Secondary unit is in "Cold standby" mode and I do not have access to it to check what's going on.

I suspect it is some software issue, but on notes release didn't find something simillar, so may be somebody of you guys might be familliar with such cases and could give some tips how to proceed.

At time being writing this post I was unable to access exec mode to display run config, so once I log in I will provide it if necessary :)

Thanks in advance!

Marvin Rhoads · ‎06-28-2017

Is it possible that the HA pair is flipping which is active due to hardwware or environment instability? If tht is the case and one of the units isnt properly synced or setup it could cause what you're experiencing.

When you are able to get in, try to get the output of "show failover" and "show failover history".

Constantin Scurac · ‎06-28-2017

show failover

Failover On
Failover unit Primary
Failover LAN Interface: failover GigabitEthernet0/4 (up)
Reconnect timeout 0:00:00
Unit Poll frequency 1 seconds, holdtime 15 seconds
Interface Poll frequency 5 seconds, holdtime 25 seconds
Interface Policy 1
Monitored Interfaces 2 of 216 maximum
MAC Address Move Notification Interval not set
Version: Ours 9.7(1)4, Mate 9.7(1)4
Serial Number: Ours XXXXXX, Mate Unknown
Last Failover at: 18:41:48 UTC Jun 18 2017
This host: Primary - Active
Active time: 834604 (sec)
slot 0: ASA5525 hw/sw rev (3.0/9.7(1)4) status (Up Sys)

Other host: Secondary - Cold Standby
Active time: 0 (sec)
slot 0: ASA5525 hw/sw rev (3.0/9.7(1)4) status (Up Sys)

SHOW failover history ( see attachment, it's more user-friendly )

Marvin Rhoads · ‎06-28-2017

It's not seeing the mate at all according to the output.
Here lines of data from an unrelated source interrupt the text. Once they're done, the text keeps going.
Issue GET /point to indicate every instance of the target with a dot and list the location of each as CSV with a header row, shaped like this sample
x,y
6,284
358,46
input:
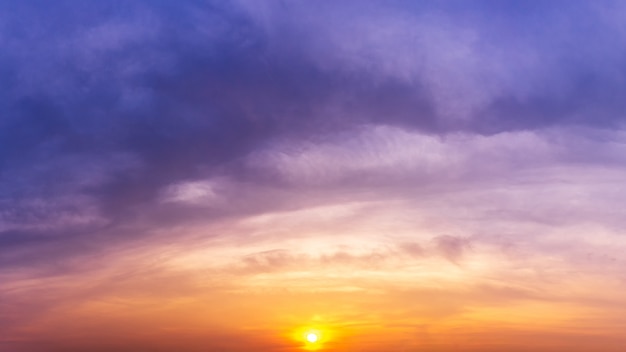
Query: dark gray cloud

It could be that the system is "split brain" and that you are seeing intermittent connectivity due to the standby unit asserting the same IP address as the primary because of that.

The failover LAN interface is "up" but it might go via a switch vs. direct connect and show that condition.

That's just a theory based on what information I'm seeing thus far.

Can you get somebody on site to physically power off (or perhaps login to the upstream and downstream switches to disaable to interfaces that connect to) the mate?

Constantin Scurac · ‎06-28-2017

Marvin,

second firewall is pingable by heart-beat IP address, so it's running.
Both units are connected to switch and I don't see on it any ARP conflicts, etc.

Btw, only next week somebody would be able to check it physically , so I wanted in meanwhile to discuss here.

Marvin, thanks for your attention and time !

patoberli · ‎07-06-2017

Looks like failover is currently broken. Do NOT reboot the secondary with the interfaces plugged in (do leave the failover link running!) or you'll have a split brain situation.

Can you login to the failover unit and enter a show failover?

Constantin Scurac · ‎07-06-2017

No. I can't access secondary unit.
I've already asked somebody who is locally in datacenter to deal with that and configure failover correctly.
Hope exactly that was the cause of the issue.